KANSAS CITY (MO)
National Catholic Reporter
February 15, 2019
By Michele Dillon
Leaders of the national conferences of Catholic bishops will soon convene Feb. 21-24 in Rome to collectively confront the scourge of clerical sex abuse that failures in leadership have allowed to fester over several decades. Concrete action outcomes are urgently needed and impatiently awaited.
Any emergent policy, however, if it is not built on church leaders’ recognition of how sacramental power (ordination) may contribute to the fermentation of abuse, is unlikely to be effective in eliminating clerical sexual activity and its cover-up. This task requires Pope Francis and his fellow bishops to actively choose to get to the truth and to outline it.
The great late French sociologist Pierre Bourdieu wrote in his book Practical Reason: On the Theory of Action about how word games, including euphemisms, are a crucial strategy in the Catholic Church’s reproduction of inequality between the hierarchy and the laity. Euphemistic language is not simply jargon or the pragmatic shorthand of insiders. It is used rather to mystify and to distract from and, especially, to deny a given reality.
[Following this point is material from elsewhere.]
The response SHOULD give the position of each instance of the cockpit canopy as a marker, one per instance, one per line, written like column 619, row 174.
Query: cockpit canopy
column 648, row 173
Church officials use euphemistic language, Bourdieu argued, to inoculate themselves from acknowledgement of the real truth of church practices and to convince the laity (and others) that there is nothing arbitrary about hierarchical power and the clerical privilege it embeds.
I thought about Bourdieu in August 2018 as I read the findings from the Pennsylvania grand jury report on sex abuse in Pennsylvania Catholic dioceses. The report documented multiple instances of euphemization in action. And indeed it called out euphemization for what it is.
Summarizing the analysis of the diocesan sex abuse files conducted by the FBI, the grand jury wrote: “It’s like a playbook for concealing the truth: First, make sure to use euphemisms rather than real words to describe the sexual assaults in diocese documents. Never say ‘rape’; say ‘inappropriate contact’ or ‘boundary issues.’ … When a priest does have to be removed, don’t say why. Tell his parishioners that he is on ‘sick leave,’ or suffering from ‘nervous exhaustion.’ Or say nothing at all.”